No, I'm not a Bush I Kool-Aid drinker. He, Baker and others were a bunch Arabists who sold out Israel.
This is a problem because B. Hussein Obama hates the Bush intelligence. So an outsider in this case is worse. Gee, it was Jamie Goerelick's assinine wall of separation betwenn FBI & CIA that gave us no clue on what was going on before 9/11. But Jamie did fine; she went on to Fannie Mae.
Pannetta is a Clintinoid Hack. You mean there was no ex-military guy for this job?
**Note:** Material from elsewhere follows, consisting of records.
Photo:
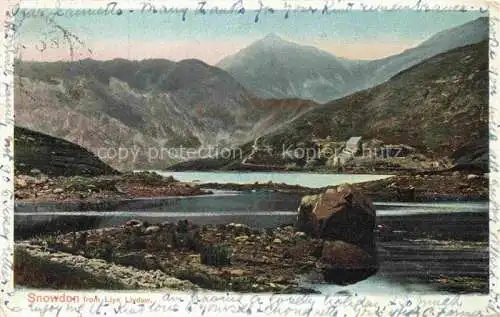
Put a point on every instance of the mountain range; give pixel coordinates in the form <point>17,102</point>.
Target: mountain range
<point>151,104</point>
<point>273,89</point>
<point>275,68</point>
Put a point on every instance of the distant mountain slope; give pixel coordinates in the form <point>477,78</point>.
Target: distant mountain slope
<point>148,107</point>
<point>381,70</point>
<point>275,68</point>
<point>53,156</point>
<point>437,106</point>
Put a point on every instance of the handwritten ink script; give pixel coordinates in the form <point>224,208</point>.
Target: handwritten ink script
<point>260,305</point>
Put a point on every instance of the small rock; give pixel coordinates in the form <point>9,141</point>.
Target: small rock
<point>300,234</point>
<point>241,239</point>
<point>134,223</point>
<point>152,229</point>
<point>58,191</point>
<point>21,183</point>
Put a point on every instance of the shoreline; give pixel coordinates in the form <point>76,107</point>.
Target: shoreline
<point>444,186</point>
<point>172,255</point>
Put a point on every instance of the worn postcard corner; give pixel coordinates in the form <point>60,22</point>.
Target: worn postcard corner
<point>211,158</point>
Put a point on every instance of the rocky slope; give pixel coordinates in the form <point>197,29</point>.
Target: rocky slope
<point>53,156</point>
<point>438,107</point>
<point>378,71</point>
<point>275,68</point>
<point>139,106</point>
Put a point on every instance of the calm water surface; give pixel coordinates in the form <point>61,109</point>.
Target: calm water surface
<point>404,264</point>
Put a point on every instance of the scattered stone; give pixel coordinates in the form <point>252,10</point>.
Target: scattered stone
<point>21,183</point>
<point>472,176</point>
<point>152,229</point>
<point>134,223</point>
<point>345,214</point>
<point>344,263</point>
<point>58,191</point>
<point>241,239</point>
<point>35,171</point>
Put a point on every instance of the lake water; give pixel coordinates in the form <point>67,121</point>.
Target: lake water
<point>405,264</point>
<point>311,180</point>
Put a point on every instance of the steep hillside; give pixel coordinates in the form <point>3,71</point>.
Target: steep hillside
<point>275,68</point>
<point>53,156</point>
<point>437,106</point>
<point>145,108</point>
<point>378,71</point>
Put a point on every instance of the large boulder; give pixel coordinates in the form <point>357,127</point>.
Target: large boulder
<point>343,263</point>
<point>304,215</point>
<point>345,214</point>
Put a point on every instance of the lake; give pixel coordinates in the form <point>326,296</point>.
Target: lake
<point>311,180</point>
<point>407,263</point>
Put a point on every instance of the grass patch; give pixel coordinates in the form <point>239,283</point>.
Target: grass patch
<point>34,272</point>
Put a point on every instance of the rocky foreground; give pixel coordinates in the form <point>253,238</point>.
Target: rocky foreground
<point>37,187</point>
<point>179,256</point>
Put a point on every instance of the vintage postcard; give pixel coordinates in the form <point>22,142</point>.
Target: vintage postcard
<point>306,159</point>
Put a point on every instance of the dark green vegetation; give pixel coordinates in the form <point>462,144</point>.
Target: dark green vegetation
<point>53,156</point>
<point>143,105</point>
<point>42,273</point>
<point>438,106</point>
<point>275,68</point>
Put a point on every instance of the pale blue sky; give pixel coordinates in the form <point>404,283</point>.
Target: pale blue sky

CIA is supposed to be non-partisan! ”
he wanted brennan originally
16
Jan 06, 2009 at 02:36 AM Anonymous Says:
if you been following the news, originally obama had in mind for cia director, his own transition team intelligence advisor John Brennan who did not want the job.
17
Jan 06, 2009 at 02:34 AM Anonymous Says:
Its funny how this one appointement warrants its own article so that people can ridicule that he worked for clinton. nevermind all the other appointments made by obama today especially head of National Intelligence chief Dennis Blair.
These are all "change' indeed as it is a big change from the people and policies of the failed bush administration.
18
Jan 06, 2009 at 03:03 PM Anonymous Says:
this is a big change from all of the incompetent bush cronies!